Since September 2006, when a fire closed Durham's compost facility, the City has simply mixed yard waste with regular trash. Residents wouldn't know that from their utility bills. The City continues to charge residents with yard waste barrels $60 more a year for the service. It's charged in addition to regular garbage fees.
"They're kind of taking us for a ride on that," said Keech.
City leaders say they never planned to mix yard waste with trash for three years.
"It has surprised me how long it's taken," said Durham Assistant City Manager Ted Voorhees. "Our best intentions were to get this resolved quickly. Unfortunately, it didn't happen."
Durham has struggled to get the necessary state permits to reopen its compost yard. At one point, state regulators decided rain spilling off compost piles was dirty and should be treated as wastewater before spilling into a creek which feeds Falls Lake.
"That really took a long time, almost two years to get worked out.
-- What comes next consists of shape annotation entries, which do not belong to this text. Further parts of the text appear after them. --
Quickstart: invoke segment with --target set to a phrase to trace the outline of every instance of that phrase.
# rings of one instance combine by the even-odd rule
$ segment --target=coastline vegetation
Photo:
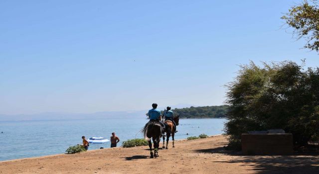
[[[196,137],[195,136],[194,136],[187,137],[187,140],[196,140],[196,139],[199,139],[199,137]]]
[[[229,106],[200,106],[172,110],[175,115],[179,115],[180,118],[225,118]]]
[[[134,139],[124,141],[122,146],[124,148],[131,148],[135,146],[147,146],[149,142],[144,139]]]
[[[77,145],[73,146],[70,146],[65,152],[68,154],[72,154],[76,153],[79,153],[86,151],[86,149],[83,146]]]
[[[251,62],[241,66],[227,86],[229,149],[240,150],[241,135],[249,131],[283,129],[293,134],[297,147],[318,140],[319,68],[284,61],[261,67]]]

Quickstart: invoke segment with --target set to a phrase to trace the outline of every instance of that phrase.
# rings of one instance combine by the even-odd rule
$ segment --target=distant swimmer
[[[112,133],[112,136],[111,137],[111,147],[116,147],[116,144],[120,141],[120,138],[115,135],[115,132]]]
[[[89,142],[85,139],[85,137],[84,136],[82,136],[82,139],[83,140],[83,147],[85,148],[86,150],[88,150],[89,149],[89,146],[90,146]]]

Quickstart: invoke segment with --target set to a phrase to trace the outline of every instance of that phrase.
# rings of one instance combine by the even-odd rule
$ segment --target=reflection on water
[[[96,120],[2,121],[0,123],[1,143],[0,161],[64,153],[70,146],[82,144],[82,136],[87,139],[101,136],[110,139],[115,132],[121,142],[142,138],[140,131],[149,120],[118,118]],[[222,133],[225,119],[179,120],[175,139],[185,139],[202,133],[208,135]],[[188,134],[188,135],[187,135]],[[109,144],[90,145],[90,149]]]

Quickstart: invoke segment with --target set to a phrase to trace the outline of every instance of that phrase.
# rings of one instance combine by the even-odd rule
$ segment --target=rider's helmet
[[[158,107],[158,104],[156,103],[153,103],[152,104],[152,107],[153,107],[154,109],[156,109]]]

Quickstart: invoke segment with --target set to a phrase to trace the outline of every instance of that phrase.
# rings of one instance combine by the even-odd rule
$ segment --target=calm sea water
[[[87,139],[102,136],[109,139],[115,132],[121,141],[142,138],[139,131],[149,121],[145,119],[116,118],[95,120],[25,121],[0,122],[0,161],[64,153],[70,146],[82,143]],[[222,133],[225,119],[180,119],[175,139],[204,133],[208,135]],[[186,135],[188,133],[188,135]],[[89,149],[103,145],[90,145]]]

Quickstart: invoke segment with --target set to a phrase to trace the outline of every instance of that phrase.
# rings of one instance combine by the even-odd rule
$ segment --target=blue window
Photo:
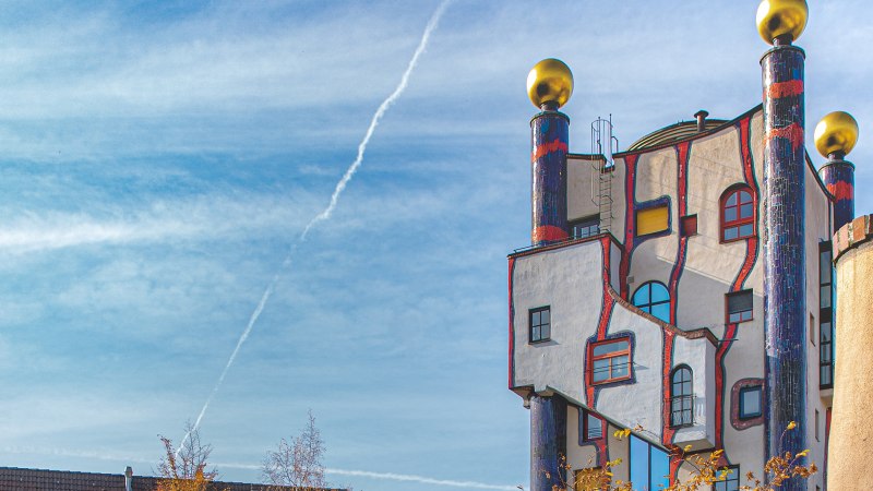
[[[549,340],[552,333],[551,309],[549,307],[530,309],[529,318],[530,318],[530,343]]]
[[[670,486],[670,456],[643,439],[631,435],[631,482],[634,489],[655,491]]]
[[[740,388],[740,419],[757,418],[762,415],[761,395],[761,385]]]
[[[660,282],[644,283],[637,288],[634,292],[634,306],[663,322],[670,322],[670,292]]]
[[[694,424],[694,391],[691,368],[686,364],[673,370],[671,378],[670,426],[673,428]]]
[[[713,491],[739,491],[740,489],[740,466],[728,467],[730,474],[725,479],[713,483]],[[721,476],[721,471],[717,476]]]
[[[600,440],[603,438],[603,420],[588,412],[585,409],[579,409],[582,417],[583,441],[590,442],[593,440]]]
We were just basically on the sideline with no disposal option," Voorhees explained.
But even as the city dumps yard waste with regular trash, it won't pick up yard waste residents leave in regular trash bins.
Contrary to what Durham solid waste officials have said in the past, state law does not force separate collection of leaves and garbage. The law says yard waste cannot be dumped in a landfill in North Carolina. But Durham takes its yard waste to a landfill in Virginia.
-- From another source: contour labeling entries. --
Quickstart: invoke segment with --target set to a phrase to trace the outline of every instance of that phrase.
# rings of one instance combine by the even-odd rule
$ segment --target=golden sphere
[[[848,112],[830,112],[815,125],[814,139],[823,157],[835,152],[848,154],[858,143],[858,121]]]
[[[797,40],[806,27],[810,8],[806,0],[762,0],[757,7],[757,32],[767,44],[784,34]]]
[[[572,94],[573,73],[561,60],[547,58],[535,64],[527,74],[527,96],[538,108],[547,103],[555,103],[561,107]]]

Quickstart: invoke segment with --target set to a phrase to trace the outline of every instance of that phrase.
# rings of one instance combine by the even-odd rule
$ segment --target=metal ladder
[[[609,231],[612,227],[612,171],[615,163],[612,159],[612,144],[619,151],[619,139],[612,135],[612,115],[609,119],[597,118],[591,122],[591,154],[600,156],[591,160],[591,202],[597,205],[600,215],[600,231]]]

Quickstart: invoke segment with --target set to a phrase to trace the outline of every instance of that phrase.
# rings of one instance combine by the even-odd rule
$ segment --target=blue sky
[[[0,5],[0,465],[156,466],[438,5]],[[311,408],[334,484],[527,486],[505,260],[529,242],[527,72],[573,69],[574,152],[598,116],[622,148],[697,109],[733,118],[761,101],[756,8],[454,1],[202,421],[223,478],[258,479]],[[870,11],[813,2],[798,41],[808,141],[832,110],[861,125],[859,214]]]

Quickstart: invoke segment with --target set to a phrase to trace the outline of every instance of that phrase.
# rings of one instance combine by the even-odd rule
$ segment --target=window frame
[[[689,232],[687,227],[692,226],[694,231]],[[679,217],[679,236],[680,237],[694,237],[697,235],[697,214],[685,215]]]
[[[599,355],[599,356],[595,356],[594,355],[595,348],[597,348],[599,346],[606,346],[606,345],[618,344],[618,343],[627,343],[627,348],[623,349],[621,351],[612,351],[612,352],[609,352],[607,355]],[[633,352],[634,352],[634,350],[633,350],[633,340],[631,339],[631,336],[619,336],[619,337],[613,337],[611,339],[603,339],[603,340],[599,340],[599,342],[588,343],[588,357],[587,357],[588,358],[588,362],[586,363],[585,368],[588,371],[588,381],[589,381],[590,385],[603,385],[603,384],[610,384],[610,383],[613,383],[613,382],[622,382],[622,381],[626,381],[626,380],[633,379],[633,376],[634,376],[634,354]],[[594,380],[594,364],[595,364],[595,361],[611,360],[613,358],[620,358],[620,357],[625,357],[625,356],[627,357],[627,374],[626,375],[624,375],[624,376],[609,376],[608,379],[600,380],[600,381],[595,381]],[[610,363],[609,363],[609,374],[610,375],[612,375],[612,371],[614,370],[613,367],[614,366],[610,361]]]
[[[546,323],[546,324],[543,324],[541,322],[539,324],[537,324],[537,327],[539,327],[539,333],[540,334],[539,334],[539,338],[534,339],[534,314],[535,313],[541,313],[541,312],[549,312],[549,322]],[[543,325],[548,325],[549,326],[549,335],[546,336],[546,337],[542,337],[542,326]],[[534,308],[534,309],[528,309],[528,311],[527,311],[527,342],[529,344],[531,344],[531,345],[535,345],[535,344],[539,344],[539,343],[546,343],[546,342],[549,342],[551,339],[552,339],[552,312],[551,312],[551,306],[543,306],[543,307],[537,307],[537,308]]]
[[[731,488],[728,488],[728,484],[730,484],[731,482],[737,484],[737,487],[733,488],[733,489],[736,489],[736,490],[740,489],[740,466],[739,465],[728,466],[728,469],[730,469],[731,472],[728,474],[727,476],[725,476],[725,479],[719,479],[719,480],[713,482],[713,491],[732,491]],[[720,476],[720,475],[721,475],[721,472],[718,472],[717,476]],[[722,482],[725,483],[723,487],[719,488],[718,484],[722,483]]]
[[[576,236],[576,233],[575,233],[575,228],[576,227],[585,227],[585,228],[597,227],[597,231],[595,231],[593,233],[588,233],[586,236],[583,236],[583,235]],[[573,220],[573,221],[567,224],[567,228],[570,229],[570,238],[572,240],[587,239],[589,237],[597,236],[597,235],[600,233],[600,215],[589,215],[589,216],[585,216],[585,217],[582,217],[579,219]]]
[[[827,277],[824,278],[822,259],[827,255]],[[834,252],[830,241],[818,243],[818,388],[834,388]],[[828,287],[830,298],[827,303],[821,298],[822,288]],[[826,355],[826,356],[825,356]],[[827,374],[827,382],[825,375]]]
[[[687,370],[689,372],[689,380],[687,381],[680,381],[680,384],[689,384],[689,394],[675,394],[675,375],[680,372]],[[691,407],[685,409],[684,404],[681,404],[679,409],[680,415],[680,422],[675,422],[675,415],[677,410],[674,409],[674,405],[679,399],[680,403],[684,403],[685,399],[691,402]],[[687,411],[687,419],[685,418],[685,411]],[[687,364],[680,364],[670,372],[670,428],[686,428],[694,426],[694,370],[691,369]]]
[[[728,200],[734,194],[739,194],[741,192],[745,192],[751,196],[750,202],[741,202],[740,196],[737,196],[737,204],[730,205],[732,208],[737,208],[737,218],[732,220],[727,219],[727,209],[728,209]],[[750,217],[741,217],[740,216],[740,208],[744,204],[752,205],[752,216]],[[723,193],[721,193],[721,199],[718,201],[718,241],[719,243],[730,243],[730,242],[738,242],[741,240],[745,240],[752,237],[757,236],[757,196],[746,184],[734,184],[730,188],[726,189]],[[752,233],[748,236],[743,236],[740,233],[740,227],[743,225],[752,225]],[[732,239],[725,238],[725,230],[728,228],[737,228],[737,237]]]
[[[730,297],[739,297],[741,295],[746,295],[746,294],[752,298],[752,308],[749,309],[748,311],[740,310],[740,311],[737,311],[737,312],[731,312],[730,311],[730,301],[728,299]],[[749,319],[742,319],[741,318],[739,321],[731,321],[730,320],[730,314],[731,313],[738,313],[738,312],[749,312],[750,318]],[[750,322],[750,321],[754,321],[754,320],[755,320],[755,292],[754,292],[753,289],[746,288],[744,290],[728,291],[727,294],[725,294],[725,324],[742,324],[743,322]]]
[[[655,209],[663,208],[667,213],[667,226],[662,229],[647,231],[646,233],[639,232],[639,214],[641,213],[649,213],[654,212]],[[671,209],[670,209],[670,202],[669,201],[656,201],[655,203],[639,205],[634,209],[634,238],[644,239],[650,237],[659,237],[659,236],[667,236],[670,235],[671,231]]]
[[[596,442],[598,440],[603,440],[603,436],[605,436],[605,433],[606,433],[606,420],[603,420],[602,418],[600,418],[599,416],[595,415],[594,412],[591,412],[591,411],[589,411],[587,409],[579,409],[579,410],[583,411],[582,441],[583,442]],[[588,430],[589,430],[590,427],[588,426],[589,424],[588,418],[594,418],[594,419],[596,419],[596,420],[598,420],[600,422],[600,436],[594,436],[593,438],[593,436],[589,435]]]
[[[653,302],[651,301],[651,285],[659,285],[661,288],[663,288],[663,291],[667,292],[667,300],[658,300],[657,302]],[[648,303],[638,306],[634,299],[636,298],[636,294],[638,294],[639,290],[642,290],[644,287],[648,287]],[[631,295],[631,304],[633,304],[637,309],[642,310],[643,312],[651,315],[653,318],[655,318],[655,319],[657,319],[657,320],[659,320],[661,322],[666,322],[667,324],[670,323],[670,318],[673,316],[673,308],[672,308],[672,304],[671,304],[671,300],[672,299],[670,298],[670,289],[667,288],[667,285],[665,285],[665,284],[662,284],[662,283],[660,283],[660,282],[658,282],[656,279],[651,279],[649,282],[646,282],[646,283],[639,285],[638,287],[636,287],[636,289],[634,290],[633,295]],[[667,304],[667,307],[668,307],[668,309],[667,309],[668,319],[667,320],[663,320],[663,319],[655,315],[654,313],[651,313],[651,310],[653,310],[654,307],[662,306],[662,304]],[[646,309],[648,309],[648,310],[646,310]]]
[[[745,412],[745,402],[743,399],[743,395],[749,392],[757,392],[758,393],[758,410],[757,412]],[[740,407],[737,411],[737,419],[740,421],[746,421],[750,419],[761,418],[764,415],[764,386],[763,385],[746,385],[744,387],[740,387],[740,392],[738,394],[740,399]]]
"We don't really represent how we are disposing of the waste at the time when somebody signs up for the service. It's a collection service," said Voorhees.
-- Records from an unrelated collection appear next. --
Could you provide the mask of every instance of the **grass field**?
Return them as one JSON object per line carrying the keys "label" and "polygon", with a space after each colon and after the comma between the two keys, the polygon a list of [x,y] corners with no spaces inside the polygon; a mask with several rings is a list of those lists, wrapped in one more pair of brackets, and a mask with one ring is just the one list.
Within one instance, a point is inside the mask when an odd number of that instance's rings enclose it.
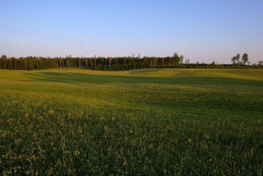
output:
{"label": "grass field", "polygon": [[3,175],[263,173],[263,70],[0,70]]}

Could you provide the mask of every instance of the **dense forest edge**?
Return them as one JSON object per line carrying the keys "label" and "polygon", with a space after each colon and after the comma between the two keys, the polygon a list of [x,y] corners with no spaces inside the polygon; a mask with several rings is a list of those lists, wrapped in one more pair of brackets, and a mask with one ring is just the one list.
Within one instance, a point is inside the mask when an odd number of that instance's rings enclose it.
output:
{"label": "dense forest edge", "polygon": [[250,65],[247,54],[243,55],[240,61],[240,55],[237,54],[231,59],[232,64],[218,64],[214,61],[210,64],[197,62],[190,63],[189,59],[183,63],[184,56],[179,56],[176,53],[171,57],[164,57],[144,56],[141,58],[140,54],[135,57],[73,57],[67,55],[65,58],[53,58],[33,56],[8,58],[6,55],[0,58],[0,69],[23,70],[42,70],[59,67],[91,68],[92,70],[100,71],[119,71],[145,68],[202,68],[202,69],[261,69],[263,61],[258,64]]}

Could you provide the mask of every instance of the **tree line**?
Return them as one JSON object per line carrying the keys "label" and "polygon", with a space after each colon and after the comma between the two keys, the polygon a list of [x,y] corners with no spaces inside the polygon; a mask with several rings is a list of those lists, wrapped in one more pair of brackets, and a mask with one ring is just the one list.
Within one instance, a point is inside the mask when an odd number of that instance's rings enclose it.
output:
{"label": "tree line", "polygon": [[112,57],[99,56],[87,57],[84,56],[73,57],[67,55],[65,57],[51,58],[31,56],[26,58],[7,58],[5,55],[0,58],[0,69],[33,70],[59,67],[91,68],[95,70],[117,71],[143,68],[208,68],[261,69],[263,61],[258,64],[250,65],[247,55],[245,53],[239,61],[239,54],[231,59],[232,64],[211,64],[203,63],[190,63],[189,59],[183,63],[183,55],[179,56],[175,53],[172,56],[161,57],[144,56],[141,58],[140,54],[132,56]]}

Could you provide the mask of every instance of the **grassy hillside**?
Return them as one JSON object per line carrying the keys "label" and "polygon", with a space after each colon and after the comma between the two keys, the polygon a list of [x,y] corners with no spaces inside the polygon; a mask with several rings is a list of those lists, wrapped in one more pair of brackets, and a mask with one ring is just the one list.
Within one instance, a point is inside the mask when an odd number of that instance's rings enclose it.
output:
{"label": "grassy hillside", "polygon": [[0,70],[0,83],[4,175],[262,174],[263,70]]}

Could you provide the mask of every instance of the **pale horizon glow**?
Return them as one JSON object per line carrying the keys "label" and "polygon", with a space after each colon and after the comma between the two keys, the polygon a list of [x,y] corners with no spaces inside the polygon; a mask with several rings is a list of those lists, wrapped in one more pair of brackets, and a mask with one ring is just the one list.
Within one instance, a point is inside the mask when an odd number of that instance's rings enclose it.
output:
{"label": "pale horizon glow", "polygon": [[263,60],[263,1],[0,2],[0,57],[184,56]]}

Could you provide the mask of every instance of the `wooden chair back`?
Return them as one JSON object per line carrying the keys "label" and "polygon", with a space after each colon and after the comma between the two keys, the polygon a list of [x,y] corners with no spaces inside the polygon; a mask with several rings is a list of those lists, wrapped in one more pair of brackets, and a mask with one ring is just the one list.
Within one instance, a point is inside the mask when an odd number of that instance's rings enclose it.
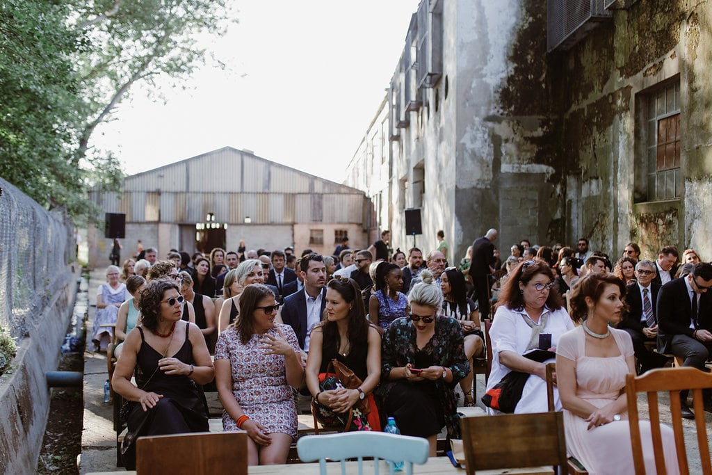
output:
{"label": "wooden chair back", "polygon": [[702,402],[702,390],[712,388],[712,375],[693,367],[659,368],[646,372],[641,376],[628,375],[626,377],[626,395],[628,399],[628,417],[630,424],[630,438],[633,446],[633,461],[637,475],[645,474],[643,462],[643,449],[641,444],[640,428],[638,424],[637,393],[646,392],[648,397],[648,409],[650,416],[651,434],[653,450],[655,453],[655,466],[657,473],[666,474],[665,455],[662,449],[660,433],[660,412],[658,404],[658,392],[666,391],[670,395],[670,414],[672,428],[675,434],[675,448],[677,451],[678,465],[681,474],[689,474],[687,454],[682,428],[682,416],[680,412],[680,395],[683,390],[692,390],[695,426],[697,429],[697,443],[699,447],[702,471],[712,474],[710,461],[709,442],[705,427],[705,410]]}
{"label": "wooden chair back", "polygon": [[567,472],[564,414],[506,414],[460,419],[468,475],[477,470],[559,466]]}
{"label": "wooden chair back", "polygon": [[[357,459],[358,473],[363,474],[363,458],[372,457],[377,466],[378,460],[404,461],[404,471],[413,473],[413,464],[428,461],[430,445],[422,437],[411,437],[370,431],[343,432],[329,435],[307,435],[297,441],[297,452],[302,461],[319,461],[321,475],[326,475],[326,459],[341,461],[341,473],[346,474],[346,459]],[[394,457],[394,456],[397,456]],[[391,475],[394,473],[392,465]]]}
{"label": "wooden chair back", "polygon": [[247,475],[246,432],[196,432],[140,437],[137,475]]}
But that is not what 'yard waste recycling' signs on the side of City trucks suggest, and that's not what many Durham residents think.
"I just kind of feel that we have been misled," said Keech.
And the city's own budget refers to "yard waste recycling" and a "composting facility" which supposedly collects waste that's "ground into mulch for re-use and re-sale."
None of that is happening. But 14 employees are dedicated to "yard waste collection," and there's a payroll of more than a million dollars. One listed budget strategy is to "expand the yard waste recycling customer base."
The city is already collecting about a million dollars a year in yard waste collection fees from about 16,000 customers and there is no yard waste recycling. But even with the fees, there is an added cost to taxpayers. The city estimates they spend $8.87 over and above what they collect in fees each time they stop to pick up yard waste.
So every time a truck stops to collect leaves, the city dumps about nine bucks.
Some ask why not pick up everything in the same barrels all at once if it's all going to the same place anyway.
"Might as well just get rid of the brown barrel and stick it in the green barrel and save us some money," said Keech.
But city leaders say while the service may seem redundant, it's not losing that much money. -
"I don't think there's much overlap frankly, because of the total volume that we have to collect, other than a little extra fuel," said Voorhees.
Durham leaders never thought their compost yard would sit idle for three years, and they think stopping and re-starting their brown barrel program would confuse customers.
"People can interpret it as they wish. We are entering back into yard waste recycling within just a few weeks," said Voorhees.
Voorhees said the City is in the process of getting its compost yard back on track and hopes to start truly recycling within a couple of months. That was also the goal back in 2006.